Quickly, he started after her. He raised his voice to normal, “I’m sorry we can’t lunch together.”

She said urgently, quietly, “Don’t follow me. Stay at your table!”

“Let me walk you to the corner,” he said. “Even acquaintances do that.”

“There’s no need.”

“None. But I want to. Besides, if I didn’t walk a pretty girl to the corner, it would look odd.”

They were passing the table now where the ageing beauty, her two young men, and the handsome dark-haired Italian were sitting.

“Oh, Rosana!” It was the older woman speaking, her white face cracking delicately round the lips and eyes. “You never come to see me any more,” she said chidingly.

“I shall, Principessa,” Rosana promised, halting unwillingly but politely as the three men at the table rose to their feet. Lammiter walked on slowly for a few paces, plunging his hands into his pockets as if he had nothing to do but wait. It was a relief to let the small wad of paper drop free from his palm into safety. Then he halted, looking at the traffic, while he lit a cigarette.

The princess’s voice held Rosana. “We move soon to the hills. So come tomorrow, Rosana. The boys want to go to Ischia”— Lammiter could almost hear the flutter of their eyes and the pouting of their lips as they mimed their disappointment— “but I refuse to have anything to do with the Bay of Naples in August.” And then there was a new inflection in the clear-carrying voice, one of subtle sarcasm. “Luigi, do let me introduce you. Luigi Pirdtta—the Signorina Di Feo.” Lammiter almost swung round to face the dark-haired Italian. “But of course,” the princess halted the introduction half-way, “you have met. How stupid of me! Wasn’t Luigi a great friend of your brother’s, my dear?” Her voice was elegiac now, hinting at disaster. Lammiter glanced casually around. The dark-haired Italian was very much at ease, sympathetic, regretful. Was it the charm of his manners that had caught Eleanor Halley so surely? Or his profile, or his shoulders? They were all good. Lammiter threw away the cigarette, which had suddenly turned bitter. “How sad it all was, my dear, how indescribably sad!” the princess told Rosana, and then the girl, with a small bow and a fixed smile, walked on to join Lammiter.

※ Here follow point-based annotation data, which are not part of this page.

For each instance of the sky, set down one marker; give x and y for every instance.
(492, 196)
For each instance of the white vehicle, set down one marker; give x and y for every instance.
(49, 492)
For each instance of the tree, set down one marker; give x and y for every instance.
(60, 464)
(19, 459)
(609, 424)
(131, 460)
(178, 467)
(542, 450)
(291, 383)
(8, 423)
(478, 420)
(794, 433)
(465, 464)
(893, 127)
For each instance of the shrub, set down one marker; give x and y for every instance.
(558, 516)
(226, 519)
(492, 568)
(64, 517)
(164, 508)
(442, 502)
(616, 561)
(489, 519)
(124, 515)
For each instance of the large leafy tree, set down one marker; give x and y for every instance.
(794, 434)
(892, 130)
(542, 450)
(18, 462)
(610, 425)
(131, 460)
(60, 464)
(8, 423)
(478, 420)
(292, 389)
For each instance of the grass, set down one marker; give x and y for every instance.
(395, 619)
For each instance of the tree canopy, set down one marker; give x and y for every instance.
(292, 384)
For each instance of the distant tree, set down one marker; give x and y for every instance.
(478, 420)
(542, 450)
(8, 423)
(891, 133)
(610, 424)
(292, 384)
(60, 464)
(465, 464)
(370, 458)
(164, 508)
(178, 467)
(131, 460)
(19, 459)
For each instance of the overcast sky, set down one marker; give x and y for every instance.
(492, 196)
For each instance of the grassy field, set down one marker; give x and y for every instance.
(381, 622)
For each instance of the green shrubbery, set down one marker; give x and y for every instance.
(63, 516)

He said nothing until they had passed the last table on the sidewalk. There was still something of shock and disbelief in his voice when he said, “Pirotta? Luigi Pirotta?... Or was she lying?”

“The princess may be tactless, malicious, even rude. But she never lies. Yes, that is Pirotta. He has a title, too, to impress his American fiancée.” Rosana glanced at him swiftly. “I’m sorry,” she added.

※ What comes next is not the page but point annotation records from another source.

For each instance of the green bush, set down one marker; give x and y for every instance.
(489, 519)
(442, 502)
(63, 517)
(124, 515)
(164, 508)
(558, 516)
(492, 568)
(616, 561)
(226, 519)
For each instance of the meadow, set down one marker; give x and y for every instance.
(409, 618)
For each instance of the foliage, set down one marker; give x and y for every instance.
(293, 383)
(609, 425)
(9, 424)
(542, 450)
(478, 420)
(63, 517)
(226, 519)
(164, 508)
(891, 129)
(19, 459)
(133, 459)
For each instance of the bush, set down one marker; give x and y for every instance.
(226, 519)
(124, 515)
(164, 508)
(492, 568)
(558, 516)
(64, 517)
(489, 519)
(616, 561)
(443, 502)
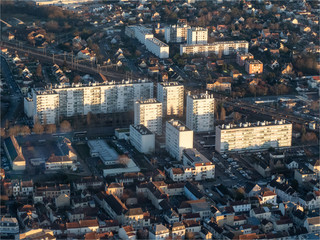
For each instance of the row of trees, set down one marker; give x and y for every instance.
(16, 130)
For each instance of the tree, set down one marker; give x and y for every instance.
(190, 235)
(51, 128)
(236, 116)
(25, 130)
(295, 184)
(89, 117)
(13, 131)
(65, 126)
(124, 159)
(76, 79)
(2, 132)
(239, 194)
(52, 26)
(315, 105)
(222, 114)
(309, 137)
(39, 71)
(38, 128)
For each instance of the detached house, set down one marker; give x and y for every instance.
(158, 232)
(266, 196)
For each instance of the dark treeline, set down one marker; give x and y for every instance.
(29, 8)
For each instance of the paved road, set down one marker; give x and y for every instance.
(15, 94)
(60, 60)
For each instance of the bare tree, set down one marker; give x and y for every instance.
(13, 131)
(25, 130)
(123, 159)
(65, 126)
(236, 116)
(89, 117)
(222, 114)
(51, 128)
(39, 71)
(38, 128)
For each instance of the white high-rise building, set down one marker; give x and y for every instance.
(157, 47)
(171, 94)
(178, 138)
(68, 101)
(253, 136)
(145, 36)
(197, 35)
(176, 33)
(46, 106)
(200, 112)
(149, 113)
(142, 138)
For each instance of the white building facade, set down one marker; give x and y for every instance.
(149, 113)
(226, 48)
(197, 35)
(145, 36)
(255, 136)
(46, 106)
(171, 95)
(157, 47)
(68, 101)
(178, 138)
(176, 33)
(142, 139)
(200, 112)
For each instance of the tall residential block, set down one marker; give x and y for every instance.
(45, 106)
(178, 138)
(176, 33)
(145, 36)
(253, 136)
(142, 138)
(253, 66)
(78, 99)
(171, 94)
(149, 113)
(197, 35)
(200, 112)
(225, 48)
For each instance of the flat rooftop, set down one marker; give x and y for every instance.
(215, 43)
(148, 101)
(105, 152)
(157, 42)
(256, 124)
(201, 96)
(178, 125)
(195, 156)
(143, 130)
(170, 84)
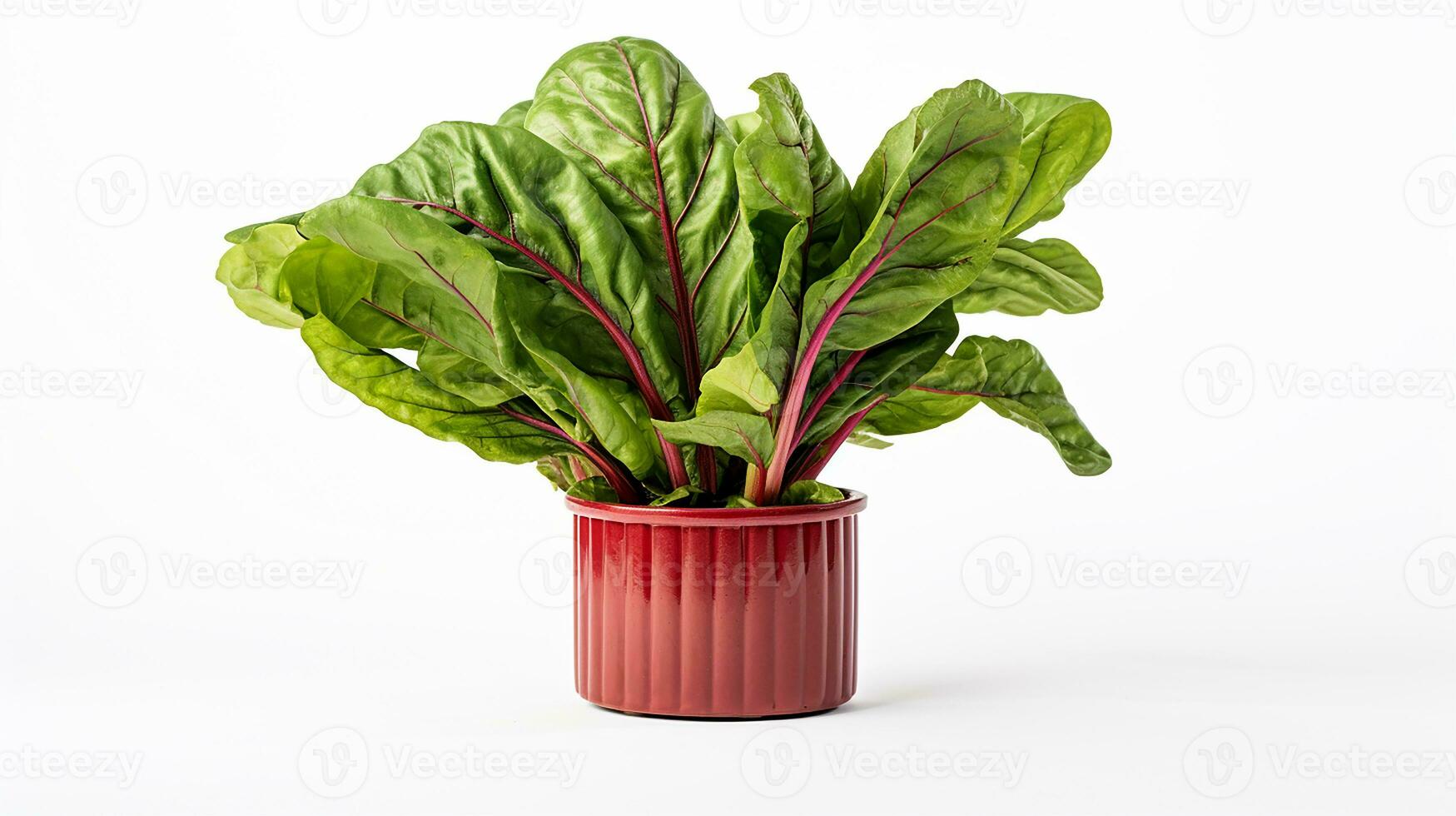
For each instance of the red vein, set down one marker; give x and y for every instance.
(614, 474)
(629, 351)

He didn’t speak. He was still trying to accustom himself to the idea that the dark-haired Italian was Eleanor Halley’s choice for a husband.

She said, “All right, I’ll be honest. I’m not sorry. Except that the princess played my trump card. I was going to tell you his name before we parted. So that you would stay.”

“Why?”

“I am offering you revenge.”

He began to smile without much humour. He shook his head.